Nutrient density and brix testing
Having a healthy soil food web with a full range of microbes stretching deep into the soil and far beyond the root zone of the crop means that a full range of nutrient, including micro-nutrients are made available to the plant as it needs it and the high levels of organic matter means greater water retention in the soil. The plant is able to access all the nutrient it needs and as a result develops complex sugars, compared to the simple sugars that are present in the watery, nitrate heavy growth that comes with chemical fertilisers. Pests are less likely to attack because they want to eat simple sugars, many people believe that if you have a pest problem on your vegetables it’s because you are growing insect food! Diseases are less likely to take hold because the diversity of microbes already present can crowd out and attack pathogens. The complexity of the sugars can measured by placing a small drop of plant sap on a refractometer to read the brix level. The higher the brix level, the higher the nutrient density and the greater nutritional value the plant has to us. Measuring the brix levels can tell us if the plants are getting the nutrient they need and can let us know if we are doing things right
How does this compare to organics?
Many organic growers will have a healthy soil food web without having tried to create one, but many will not, especially if they have regularly tilled the soil. Another problem is that if a soil has become deficient in a nutrient, making compost of crop residues grown in that soil will just accentuate the deficiency. Also many people will, with the best of intentions, add organic products like dolomite to the soil without understanding what minerals the soil actually needs. (Kay Baxter from Koanga gardens believes she depleted her own soil by doing just that). There is no guarantee that being organic will lead to nutrient dense food being grown unless the soil is tested and all minerals added in the quantities needed, and the growing plants brix tested.
Why buy fertiliser if the food web provides it all?

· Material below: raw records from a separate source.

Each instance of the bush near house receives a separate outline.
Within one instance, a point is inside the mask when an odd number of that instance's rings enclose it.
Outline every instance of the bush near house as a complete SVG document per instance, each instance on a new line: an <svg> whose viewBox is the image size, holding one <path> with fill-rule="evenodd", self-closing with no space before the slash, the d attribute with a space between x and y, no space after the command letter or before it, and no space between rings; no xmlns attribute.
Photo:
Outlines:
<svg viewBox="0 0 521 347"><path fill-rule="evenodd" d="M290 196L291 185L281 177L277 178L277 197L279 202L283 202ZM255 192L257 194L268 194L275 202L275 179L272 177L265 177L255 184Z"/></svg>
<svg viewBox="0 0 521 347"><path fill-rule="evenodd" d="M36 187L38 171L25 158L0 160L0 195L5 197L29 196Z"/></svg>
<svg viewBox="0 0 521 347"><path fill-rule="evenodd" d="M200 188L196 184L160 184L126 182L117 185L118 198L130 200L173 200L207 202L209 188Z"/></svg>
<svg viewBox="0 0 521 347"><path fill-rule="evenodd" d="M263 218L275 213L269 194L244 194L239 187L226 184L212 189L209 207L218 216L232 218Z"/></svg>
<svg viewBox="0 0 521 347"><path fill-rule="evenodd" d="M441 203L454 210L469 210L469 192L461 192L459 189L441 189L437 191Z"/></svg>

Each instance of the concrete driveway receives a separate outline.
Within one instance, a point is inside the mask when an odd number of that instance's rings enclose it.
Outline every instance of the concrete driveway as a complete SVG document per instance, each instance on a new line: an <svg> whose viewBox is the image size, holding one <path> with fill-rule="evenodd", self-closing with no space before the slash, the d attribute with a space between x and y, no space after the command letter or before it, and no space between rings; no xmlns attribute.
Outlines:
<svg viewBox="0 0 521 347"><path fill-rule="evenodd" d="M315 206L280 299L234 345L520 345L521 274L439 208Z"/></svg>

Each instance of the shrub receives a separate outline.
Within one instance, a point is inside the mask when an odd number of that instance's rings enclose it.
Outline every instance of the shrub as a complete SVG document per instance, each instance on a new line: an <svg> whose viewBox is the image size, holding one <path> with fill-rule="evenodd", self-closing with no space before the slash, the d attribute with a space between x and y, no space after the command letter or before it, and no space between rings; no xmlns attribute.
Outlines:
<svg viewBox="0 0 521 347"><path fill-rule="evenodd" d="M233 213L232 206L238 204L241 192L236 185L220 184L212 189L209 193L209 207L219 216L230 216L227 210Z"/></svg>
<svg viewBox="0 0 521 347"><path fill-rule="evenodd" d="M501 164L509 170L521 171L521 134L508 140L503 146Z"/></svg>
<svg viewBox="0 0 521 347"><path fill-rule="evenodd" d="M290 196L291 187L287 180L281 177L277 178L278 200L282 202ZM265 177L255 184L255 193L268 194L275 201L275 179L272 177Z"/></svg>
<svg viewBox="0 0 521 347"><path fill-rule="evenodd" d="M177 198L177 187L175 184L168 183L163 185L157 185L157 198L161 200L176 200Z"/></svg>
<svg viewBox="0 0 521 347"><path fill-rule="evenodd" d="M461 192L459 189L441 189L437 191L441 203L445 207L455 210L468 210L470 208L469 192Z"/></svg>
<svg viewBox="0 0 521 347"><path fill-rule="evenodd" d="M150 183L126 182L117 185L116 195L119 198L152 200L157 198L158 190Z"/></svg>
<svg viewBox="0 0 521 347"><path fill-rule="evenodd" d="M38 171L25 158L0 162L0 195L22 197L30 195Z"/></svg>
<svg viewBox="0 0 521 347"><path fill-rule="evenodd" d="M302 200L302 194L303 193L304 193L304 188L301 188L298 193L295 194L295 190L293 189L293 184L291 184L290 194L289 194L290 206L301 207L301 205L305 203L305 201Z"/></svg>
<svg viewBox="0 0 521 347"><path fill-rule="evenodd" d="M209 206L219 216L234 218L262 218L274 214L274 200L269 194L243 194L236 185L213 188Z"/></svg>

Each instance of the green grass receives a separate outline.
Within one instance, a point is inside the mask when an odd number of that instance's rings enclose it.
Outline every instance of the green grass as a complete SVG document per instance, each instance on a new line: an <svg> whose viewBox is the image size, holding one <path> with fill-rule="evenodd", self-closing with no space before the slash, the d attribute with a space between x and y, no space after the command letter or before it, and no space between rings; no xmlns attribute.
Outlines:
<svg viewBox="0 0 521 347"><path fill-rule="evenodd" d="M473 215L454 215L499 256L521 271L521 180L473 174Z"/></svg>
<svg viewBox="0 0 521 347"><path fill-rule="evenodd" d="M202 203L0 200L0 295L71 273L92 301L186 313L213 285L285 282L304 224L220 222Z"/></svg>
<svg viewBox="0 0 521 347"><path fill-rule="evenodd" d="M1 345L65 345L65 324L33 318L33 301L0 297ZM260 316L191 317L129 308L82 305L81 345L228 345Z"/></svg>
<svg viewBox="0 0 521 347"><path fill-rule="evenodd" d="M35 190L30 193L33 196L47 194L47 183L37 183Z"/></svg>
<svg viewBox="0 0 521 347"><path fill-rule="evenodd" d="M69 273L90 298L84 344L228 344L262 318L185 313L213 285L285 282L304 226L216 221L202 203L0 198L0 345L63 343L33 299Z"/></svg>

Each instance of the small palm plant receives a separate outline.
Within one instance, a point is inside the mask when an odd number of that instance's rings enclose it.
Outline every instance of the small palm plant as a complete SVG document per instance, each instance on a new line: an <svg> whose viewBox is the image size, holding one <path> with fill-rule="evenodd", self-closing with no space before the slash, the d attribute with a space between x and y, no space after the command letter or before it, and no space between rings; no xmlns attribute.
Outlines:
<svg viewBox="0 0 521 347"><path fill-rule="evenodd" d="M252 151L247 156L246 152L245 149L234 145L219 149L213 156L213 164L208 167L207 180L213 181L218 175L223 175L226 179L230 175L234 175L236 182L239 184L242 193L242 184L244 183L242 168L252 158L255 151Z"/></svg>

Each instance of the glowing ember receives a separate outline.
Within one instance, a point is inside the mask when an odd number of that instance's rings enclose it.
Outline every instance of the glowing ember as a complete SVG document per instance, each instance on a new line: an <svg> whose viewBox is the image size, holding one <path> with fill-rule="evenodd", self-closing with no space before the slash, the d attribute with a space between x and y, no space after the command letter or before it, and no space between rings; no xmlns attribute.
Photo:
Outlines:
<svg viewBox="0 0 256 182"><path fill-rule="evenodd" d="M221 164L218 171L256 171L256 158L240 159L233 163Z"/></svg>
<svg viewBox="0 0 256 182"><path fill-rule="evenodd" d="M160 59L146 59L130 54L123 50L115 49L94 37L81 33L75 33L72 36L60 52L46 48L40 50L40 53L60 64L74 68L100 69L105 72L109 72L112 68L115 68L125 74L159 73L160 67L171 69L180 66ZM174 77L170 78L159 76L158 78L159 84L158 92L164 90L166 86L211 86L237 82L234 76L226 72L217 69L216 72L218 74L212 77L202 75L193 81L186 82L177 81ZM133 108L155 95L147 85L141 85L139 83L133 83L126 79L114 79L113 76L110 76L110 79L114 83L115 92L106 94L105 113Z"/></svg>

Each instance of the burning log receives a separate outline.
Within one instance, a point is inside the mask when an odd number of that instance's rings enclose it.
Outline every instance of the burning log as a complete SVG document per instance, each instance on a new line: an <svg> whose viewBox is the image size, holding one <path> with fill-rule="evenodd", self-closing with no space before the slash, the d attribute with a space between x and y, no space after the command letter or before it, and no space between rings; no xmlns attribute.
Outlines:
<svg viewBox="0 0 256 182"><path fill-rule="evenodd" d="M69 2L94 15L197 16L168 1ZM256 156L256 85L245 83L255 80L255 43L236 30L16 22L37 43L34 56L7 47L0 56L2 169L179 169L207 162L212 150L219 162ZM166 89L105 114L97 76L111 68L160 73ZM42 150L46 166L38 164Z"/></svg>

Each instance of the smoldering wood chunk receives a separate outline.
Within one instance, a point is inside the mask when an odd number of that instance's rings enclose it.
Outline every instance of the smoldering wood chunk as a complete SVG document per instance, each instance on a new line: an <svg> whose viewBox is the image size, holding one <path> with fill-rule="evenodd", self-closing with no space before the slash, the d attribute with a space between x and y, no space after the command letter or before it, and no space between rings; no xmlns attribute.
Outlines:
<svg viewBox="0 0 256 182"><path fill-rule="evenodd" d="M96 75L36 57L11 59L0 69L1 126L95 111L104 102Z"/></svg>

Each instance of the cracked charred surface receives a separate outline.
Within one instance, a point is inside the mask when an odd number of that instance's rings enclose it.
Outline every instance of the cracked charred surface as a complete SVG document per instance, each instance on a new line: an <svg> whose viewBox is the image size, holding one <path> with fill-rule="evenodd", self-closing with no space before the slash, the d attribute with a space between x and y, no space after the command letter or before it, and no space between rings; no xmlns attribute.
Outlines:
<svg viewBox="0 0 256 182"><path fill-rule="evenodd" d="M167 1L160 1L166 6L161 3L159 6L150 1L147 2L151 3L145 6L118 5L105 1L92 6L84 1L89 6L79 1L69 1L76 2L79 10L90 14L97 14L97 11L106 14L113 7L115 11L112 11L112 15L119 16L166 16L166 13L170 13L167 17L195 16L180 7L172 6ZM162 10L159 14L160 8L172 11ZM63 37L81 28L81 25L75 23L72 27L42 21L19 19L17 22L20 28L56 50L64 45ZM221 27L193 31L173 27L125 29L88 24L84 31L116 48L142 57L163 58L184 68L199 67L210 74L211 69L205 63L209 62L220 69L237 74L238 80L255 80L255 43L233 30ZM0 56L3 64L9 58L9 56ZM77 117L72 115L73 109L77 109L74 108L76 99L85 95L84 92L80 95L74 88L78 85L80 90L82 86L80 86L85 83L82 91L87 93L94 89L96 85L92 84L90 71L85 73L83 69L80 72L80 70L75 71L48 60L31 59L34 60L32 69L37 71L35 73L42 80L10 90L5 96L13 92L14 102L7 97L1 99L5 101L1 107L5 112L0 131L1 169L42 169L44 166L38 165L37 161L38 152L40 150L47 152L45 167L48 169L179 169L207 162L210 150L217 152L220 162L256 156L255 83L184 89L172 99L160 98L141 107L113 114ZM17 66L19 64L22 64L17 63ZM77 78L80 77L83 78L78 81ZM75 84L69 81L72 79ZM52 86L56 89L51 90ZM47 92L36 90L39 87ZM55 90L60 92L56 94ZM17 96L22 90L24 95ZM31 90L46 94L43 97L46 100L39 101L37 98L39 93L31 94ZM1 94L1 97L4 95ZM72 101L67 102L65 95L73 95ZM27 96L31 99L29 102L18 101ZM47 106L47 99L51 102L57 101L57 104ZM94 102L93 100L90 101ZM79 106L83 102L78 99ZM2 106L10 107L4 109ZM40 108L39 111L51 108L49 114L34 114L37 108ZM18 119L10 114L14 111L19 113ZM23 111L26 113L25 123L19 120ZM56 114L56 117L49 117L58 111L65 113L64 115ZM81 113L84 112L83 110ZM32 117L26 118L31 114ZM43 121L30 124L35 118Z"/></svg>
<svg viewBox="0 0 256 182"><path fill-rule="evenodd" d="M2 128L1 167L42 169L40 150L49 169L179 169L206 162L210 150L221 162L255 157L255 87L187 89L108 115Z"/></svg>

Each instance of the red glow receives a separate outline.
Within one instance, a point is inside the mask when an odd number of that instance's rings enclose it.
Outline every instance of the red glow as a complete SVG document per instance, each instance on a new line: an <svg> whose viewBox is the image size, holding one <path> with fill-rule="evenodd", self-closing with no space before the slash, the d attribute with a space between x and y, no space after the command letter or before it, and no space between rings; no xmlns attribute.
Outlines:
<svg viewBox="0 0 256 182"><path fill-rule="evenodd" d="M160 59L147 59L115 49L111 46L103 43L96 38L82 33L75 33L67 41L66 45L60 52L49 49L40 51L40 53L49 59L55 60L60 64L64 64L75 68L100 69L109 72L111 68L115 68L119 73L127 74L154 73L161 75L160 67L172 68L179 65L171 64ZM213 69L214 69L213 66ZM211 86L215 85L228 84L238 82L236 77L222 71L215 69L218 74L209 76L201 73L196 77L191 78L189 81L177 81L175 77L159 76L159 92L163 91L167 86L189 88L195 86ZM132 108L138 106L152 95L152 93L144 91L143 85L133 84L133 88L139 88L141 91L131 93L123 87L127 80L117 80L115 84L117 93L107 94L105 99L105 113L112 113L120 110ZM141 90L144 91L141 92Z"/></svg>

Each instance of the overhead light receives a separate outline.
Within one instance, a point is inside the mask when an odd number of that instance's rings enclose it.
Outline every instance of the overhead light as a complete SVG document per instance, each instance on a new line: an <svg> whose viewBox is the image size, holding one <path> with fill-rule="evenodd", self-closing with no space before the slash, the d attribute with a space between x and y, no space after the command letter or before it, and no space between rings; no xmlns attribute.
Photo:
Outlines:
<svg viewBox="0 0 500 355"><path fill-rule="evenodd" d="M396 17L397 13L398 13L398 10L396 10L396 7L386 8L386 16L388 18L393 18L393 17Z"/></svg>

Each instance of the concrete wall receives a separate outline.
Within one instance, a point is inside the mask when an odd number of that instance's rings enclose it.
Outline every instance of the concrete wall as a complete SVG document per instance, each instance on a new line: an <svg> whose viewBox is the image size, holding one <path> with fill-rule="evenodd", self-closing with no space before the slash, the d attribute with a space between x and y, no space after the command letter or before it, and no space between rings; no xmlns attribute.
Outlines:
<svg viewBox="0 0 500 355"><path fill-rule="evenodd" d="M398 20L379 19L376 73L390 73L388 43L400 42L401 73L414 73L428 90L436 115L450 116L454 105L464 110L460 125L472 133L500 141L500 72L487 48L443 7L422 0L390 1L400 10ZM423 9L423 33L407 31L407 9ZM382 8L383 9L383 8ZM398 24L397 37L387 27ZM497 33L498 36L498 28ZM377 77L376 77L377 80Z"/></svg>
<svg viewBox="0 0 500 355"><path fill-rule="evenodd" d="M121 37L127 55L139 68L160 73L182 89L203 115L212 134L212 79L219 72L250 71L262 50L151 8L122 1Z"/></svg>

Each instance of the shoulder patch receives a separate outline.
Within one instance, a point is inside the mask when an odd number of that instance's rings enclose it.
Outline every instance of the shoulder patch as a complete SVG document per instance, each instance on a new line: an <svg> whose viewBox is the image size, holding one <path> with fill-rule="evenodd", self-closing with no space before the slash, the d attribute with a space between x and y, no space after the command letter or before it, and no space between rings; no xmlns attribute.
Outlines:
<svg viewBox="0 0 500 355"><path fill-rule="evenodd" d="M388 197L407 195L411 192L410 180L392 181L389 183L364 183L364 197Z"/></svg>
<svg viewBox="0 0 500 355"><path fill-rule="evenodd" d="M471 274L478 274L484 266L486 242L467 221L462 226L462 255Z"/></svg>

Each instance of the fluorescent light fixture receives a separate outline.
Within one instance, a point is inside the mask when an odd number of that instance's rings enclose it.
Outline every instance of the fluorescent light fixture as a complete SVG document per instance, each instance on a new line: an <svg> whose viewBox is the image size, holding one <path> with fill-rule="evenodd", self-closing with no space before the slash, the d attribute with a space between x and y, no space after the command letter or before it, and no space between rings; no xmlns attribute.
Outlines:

I’m still trying to understand this. Most advocates of biological farming still use products to either add minerals or increase biological activity and there are a few companies specialising in creating biological fertilisers to enhance this process. Increasing the humus content of soil is also important because it provides food for microbes. Some growers recommend using compost tea and nothing else. Compost tea is a ‘home brew’ of microbes made in special buckets which are heated and aerated for 24 hours then sprayed on crops to increase the microbe population. Some say the microbes can extract all the nutrients ever needed and that nature contains everything a growing plant needs if we just get the correct microbes, and others say our soils are depleted and we need to bring in the minerals before we can hope to grow nutrient dense crops. I don’t know who is right! I’m using a few different products to lift the brix levels of my crops but I hope that eventually I can get the mineral levels and biological activity high enough that I can provide all my own fertility through compost and green manure.